Quando Léa (Berenice Bejo), dominata dal marito e maschio alfa (Vincent Cassell) e in apparenza la più remissiva del gruppo, decide di scrivere un romanzo e abbandonare la sua professione (commessa in un negozio di abbigliamento in un centro commerciale) si scatena in quel quartetto una vera e propria guerra di nervi a colpi di frustrazioni e invidie più o meno striscianti.
Col marito in carriera che si riconosce amaramente nello scritto (ma sarà veramente lui il soggetto letterario?) e l’altra coppia di amici (Florence Foresti e François Damiens) incredula del successo dell’amica (una incapace persino di ordinare un dessert al ristorante) e spinta ad emularla in varie discipline.

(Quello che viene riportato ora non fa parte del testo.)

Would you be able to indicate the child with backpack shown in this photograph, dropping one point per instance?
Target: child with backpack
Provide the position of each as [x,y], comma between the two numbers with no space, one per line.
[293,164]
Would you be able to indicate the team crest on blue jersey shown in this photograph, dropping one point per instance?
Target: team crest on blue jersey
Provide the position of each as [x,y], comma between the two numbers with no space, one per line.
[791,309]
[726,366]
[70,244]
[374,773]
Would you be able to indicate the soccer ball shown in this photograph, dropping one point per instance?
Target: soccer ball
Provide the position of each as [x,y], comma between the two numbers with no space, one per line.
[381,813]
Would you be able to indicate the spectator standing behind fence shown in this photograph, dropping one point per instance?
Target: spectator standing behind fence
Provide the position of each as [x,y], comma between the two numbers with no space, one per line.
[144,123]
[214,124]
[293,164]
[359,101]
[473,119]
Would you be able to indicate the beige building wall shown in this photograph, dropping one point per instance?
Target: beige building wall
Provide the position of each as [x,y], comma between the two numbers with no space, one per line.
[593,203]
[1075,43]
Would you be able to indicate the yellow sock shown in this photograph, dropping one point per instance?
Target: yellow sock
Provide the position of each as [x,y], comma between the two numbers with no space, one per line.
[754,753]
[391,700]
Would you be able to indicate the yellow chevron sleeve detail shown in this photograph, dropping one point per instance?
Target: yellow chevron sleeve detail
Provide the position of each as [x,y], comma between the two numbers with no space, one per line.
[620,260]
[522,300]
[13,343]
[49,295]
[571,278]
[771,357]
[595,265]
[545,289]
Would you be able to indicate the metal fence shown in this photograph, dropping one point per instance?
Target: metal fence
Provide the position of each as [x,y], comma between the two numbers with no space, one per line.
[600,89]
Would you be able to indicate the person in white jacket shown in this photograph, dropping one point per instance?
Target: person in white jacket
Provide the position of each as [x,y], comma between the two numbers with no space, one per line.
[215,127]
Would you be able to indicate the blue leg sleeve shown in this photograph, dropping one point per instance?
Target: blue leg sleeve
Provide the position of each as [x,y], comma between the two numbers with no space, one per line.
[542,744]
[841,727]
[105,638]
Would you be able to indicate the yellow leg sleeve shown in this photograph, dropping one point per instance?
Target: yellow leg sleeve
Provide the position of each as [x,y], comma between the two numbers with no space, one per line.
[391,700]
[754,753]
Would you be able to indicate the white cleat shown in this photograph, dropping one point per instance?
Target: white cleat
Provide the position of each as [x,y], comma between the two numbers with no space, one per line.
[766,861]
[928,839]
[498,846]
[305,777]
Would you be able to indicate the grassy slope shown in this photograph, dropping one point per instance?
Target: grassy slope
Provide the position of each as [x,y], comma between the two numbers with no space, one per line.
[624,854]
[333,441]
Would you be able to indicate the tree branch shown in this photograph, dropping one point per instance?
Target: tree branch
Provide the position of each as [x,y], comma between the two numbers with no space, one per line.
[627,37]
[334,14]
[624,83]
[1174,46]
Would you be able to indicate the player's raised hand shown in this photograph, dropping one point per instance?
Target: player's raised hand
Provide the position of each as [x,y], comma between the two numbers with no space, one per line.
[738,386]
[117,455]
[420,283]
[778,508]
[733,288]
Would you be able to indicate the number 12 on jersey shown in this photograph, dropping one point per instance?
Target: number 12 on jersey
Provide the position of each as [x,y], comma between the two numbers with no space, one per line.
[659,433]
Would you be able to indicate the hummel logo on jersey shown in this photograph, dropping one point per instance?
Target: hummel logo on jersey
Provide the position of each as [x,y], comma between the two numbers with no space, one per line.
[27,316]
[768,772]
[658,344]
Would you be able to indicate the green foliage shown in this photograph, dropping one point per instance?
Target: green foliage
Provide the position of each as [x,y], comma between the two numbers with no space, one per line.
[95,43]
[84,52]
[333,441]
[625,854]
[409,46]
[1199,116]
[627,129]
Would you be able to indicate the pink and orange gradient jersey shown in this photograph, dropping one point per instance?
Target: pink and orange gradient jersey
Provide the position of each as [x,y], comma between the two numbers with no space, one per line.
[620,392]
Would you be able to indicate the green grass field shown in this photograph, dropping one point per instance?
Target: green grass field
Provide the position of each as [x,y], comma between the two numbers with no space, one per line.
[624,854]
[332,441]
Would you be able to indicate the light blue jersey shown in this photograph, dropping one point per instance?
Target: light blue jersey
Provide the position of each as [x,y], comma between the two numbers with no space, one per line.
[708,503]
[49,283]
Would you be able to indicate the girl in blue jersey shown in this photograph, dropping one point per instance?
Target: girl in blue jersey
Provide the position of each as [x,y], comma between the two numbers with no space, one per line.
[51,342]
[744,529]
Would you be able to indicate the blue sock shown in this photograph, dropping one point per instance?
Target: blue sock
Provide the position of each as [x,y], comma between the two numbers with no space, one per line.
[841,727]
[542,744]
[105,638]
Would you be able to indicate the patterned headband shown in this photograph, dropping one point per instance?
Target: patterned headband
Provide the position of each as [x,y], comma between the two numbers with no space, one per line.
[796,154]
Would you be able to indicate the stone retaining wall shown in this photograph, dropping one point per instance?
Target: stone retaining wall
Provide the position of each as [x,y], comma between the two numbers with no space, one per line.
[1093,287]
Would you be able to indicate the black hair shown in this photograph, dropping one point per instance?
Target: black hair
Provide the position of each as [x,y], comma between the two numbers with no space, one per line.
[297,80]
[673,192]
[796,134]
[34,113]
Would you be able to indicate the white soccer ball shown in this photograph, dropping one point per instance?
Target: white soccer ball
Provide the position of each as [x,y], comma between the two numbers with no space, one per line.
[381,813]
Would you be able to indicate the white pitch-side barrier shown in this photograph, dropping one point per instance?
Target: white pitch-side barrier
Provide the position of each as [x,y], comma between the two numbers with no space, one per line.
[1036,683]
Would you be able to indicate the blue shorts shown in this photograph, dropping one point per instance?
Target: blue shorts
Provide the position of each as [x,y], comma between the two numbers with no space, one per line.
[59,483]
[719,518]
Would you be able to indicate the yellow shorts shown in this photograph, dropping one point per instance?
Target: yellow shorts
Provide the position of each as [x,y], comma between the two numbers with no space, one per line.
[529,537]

Possiamo essere felici per il successo degli altri? Quanto costa riconoscere i propri limiti, umani ed artistici? A queste domande risponde con eleganza e intelligenza il bel film di Cohen (sceneggiato dallo stesso regista con la collaborazione di Olivier Dazat) che serve su un piatto d’argento ad un poker di attori affiatati e in gran forma dialoghi scintillanti e battute al vetriolo.
Tra gelosia preventiva e penne il lega d’alluminio australiano, ricerca dell’ispirazione (Paul Valery disegnava prima di scrivere, Rimbaud fumava l’oppio e io pulisco gli stipetti dice Karine) e moto in regalo coi primi diritti d’autore, sculture in progress (C’è un cavallo lì dentro, cerco di tiralo fuori. Davvero? Deve annoiarsi a morte… battibeccano moglie e marito) e corsi di bonsai giapponesi (una delle scene più esilaranti del film) La felicità degli altri insinua il seme del dubbio nella solidità- spesso apparente- di una relazione abitudinaria.
Con la capacità di ascolto e di osservazione in primo piano per capire l’essenza e la portata di una persona. Sul divano o sulla carta. Apparentemente leggero eppure problematico, il film di Cohen- che prende a modello Cena tra amici e Carnage- lascia allo spettatore un retrogusto amaro. Perché tra limiti e zone cieche ognuno giudica gli altri con se stesso nel mirino e, alla fine, leggere un libro vuol dire aprirsi agli altri e al cambiamento.